I found that some friends think that the memory is not enough when they see that the free memory (free) is very small or close to 0. In fact, you cannot just look at this, but also combine si and so. If there is very little free, but si, There are also very few so (mostly 0), so don't worry, the system performance will not be affected at this time.
Disk IO
bi: The total amount of data read from the block device (read disk) (KB/s)
bo: The total amount of data written to the block device (write to disk) (KB/s)
Note: When reading and writing random disks, the larger the two values are (such as exceeding 1M), the larger the value that the CPU is waiting for in IO will be seen.
System
in: Number of interrupts generated per second
cs: number of context switches per second
The larger the above two values are, the more CPU time you will see consumed by the kernel.
CPU
usr: The percentage of CPU time consumed by the user process
When the value of us is relatively high, it means that the user process consumes a lot of CPU time, but if it exceeds 50% usage for a long time, then we should consider optimizing the program algorithm or speeding up (such as PHP/Perl)
sys: Percentage of CPU time consumed by the kernel process
When the value of sys is high, it means that the system kernel consumes a lot of CPU resources.
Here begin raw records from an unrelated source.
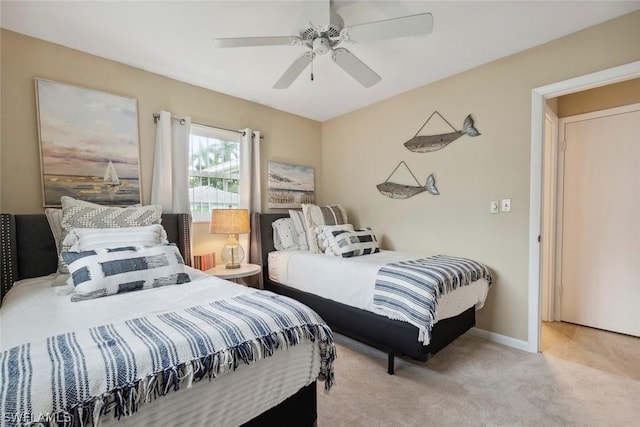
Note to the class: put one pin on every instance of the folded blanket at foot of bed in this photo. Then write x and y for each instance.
(409, 290)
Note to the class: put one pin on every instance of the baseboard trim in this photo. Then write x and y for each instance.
(499, 339)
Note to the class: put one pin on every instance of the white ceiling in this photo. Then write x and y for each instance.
(175, 39)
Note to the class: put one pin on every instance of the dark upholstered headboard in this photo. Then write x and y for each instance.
(262, 238)
(27, 248)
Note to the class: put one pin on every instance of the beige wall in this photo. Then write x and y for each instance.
(361, 149)
(24, 58)
(601, 98)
This is not a benign performance and we should check the reason.
wai: Percentage of CPU time consumed by IO waiting
When the value of wa is high, it means that the IO waiting is serious. This may be caused by a large number of random accesses on the disk, or it may be a bottleneck (block operation) in the bandwidth of the disk.
idl: Percentage of time the CPU is in idle state

7. Summary

For the above commands, some of them come with the Linux system and you can execute them directly. Some are third-party commands, but most of them can be installed directly through Yum install xxx or apt-get intall xxx to install . Although these commands are small, they will be particularly useful when problems arise on our servers.

To troubleshoot server problems, we generally need to combine multiple indicators for comprehensive analysis and judgment. For example, if you suspect that there is a problem with the IO reading and writing of the VPS host, you can use iotop to check the real-time speed of reading and writing, and use the top command to check which processes occupy the CPU and memory. In this way, you can get the correct result by combining multiple data.